Là où le scénario, adapté d'un livre de Philippe Djian, aurait pu, de par sa prémisse, s'orienter facilement vers une histoire de rape and revenge, Verhoeven, comme à son habitude, s'amuse à troubler les apparences et à jouer sur les faux semblants. Il crée en cela un film dont le véritable thème est le déni, dans lequel tous les personnages se trouvent, et ce n'est que quand ils s'extirperont de celui-ci que l'on pourra -légèrement- apercevoir leur véritable visage, qu'il soit meilleur ou pire que l'image qu'ils renvoient. Pour mettre en scène ce déni et les mensonges qui l'accompagnent, Verhoeven opte pour une caméra et un montage sachant se faire discrets, comme si le spectateur n'était qu'un voyeur de cette histoire malsaine: les idées de mise en scène ne sont jamais appuyées, simplement suggérées afin que nous puissions, en quelque sorte, composer nos propres plans.

Bien entendu, dans un film à tel point complexe, il fallait des acteurs de talent. Si j'ai des réserves sur certains (la mère de Michelle), ainsi que de manière plus globale sur certains échanges manquant de naturel car trop rapides, il faut avouer que la plupart sont excellents. Avec bien sûr en tête Isabelle Huppert, magistrale en femme troublée, quasiment sociopathe. On sent toutes les émotions refoulées de son personnage, toujours sur le fil, comme si en chaque instant elle allait exploser. Tous les personnages sont de fait construits sur ce modèle, des clichés que le réalisateur s'amuse à faire dévier. Le but n'est pas de savoir qui est l'agresseur de Michelle, ça se devine en fait très facilement, le film préfère de fait se concentrer sur le personnage interprété par Isabelle Huppert, l'utilisant sans cesse pour nous surprendre et amener de la tension. La preuve en est que j'ai présentement beaucoup de mal à vous parler du film sans vous en dévoiler les tenants et aboutissants.
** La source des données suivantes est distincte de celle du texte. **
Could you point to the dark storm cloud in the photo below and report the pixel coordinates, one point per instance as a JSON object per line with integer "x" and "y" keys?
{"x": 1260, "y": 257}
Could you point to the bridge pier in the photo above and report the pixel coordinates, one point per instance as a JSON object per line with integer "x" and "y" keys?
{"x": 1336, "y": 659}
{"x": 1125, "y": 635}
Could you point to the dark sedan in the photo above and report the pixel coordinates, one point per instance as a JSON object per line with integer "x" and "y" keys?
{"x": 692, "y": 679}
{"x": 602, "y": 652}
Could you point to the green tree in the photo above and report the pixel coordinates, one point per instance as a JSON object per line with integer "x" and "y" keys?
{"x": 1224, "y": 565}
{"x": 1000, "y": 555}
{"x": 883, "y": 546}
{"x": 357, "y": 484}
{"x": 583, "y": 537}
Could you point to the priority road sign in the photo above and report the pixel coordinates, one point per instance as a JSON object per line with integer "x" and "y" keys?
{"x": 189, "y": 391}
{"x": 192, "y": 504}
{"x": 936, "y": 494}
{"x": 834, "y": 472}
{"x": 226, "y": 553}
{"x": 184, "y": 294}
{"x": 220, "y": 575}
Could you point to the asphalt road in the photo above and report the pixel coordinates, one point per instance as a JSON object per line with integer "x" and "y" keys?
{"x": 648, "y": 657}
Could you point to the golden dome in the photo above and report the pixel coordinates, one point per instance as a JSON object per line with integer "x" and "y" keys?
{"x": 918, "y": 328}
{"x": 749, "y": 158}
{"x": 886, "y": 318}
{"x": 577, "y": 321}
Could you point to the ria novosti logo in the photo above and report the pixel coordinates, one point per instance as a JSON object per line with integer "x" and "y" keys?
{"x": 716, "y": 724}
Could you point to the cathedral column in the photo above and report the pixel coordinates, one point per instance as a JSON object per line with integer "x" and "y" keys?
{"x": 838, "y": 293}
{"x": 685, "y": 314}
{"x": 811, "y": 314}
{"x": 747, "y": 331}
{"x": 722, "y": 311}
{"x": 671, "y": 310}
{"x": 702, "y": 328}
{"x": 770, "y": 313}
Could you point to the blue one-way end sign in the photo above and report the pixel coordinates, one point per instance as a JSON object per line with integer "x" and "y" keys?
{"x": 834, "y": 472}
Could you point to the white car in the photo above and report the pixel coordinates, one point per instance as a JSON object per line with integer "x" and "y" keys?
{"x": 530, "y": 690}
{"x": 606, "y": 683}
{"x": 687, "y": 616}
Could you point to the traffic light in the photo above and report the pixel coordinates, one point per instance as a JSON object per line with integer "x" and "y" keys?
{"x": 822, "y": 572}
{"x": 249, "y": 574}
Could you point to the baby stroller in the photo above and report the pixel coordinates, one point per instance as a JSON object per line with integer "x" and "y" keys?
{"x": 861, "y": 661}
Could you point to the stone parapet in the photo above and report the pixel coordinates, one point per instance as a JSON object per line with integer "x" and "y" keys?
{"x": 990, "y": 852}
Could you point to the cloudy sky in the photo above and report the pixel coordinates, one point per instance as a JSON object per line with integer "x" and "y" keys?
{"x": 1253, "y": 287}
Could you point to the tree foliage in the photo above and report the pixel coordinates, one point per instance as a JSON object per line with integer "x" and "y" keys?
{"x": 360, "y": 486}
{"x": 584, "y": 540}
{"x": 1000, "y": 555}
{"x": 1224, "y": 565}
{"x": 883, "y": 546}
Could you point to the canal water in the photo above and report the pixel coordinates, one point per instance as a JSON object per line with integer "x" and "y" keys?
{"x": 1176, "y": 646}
Elle est ce genre de film qui trouble, qui reste en tête longtemps après la séance. Je n'avais pas été aussi mal à l'aise en sortant d'une salle de cinéma depuis que j'avais vu Gone Girl, qui a d'ailleurs beaucoup de points communs avec ce nouveau film du réalisateur de Starship Troopers. Si tout n'est pas parfait, le traitement des jeux vidéos en tête avec notamment leurs cinématiques dignes d'une PS2, j'ai apprécié chacun des éléments du film. Mais est-ce que cela veut-dire que j'ai aimé celui-ci ? Oui, et pourtant on ne peut parler d'une expérience agréable: beaucoup de stress, de tension, de questionnements, qui se poursuivent encore maintenant, des heures après que la séance ne soit terminée... Sans doute le propre d'un grand film.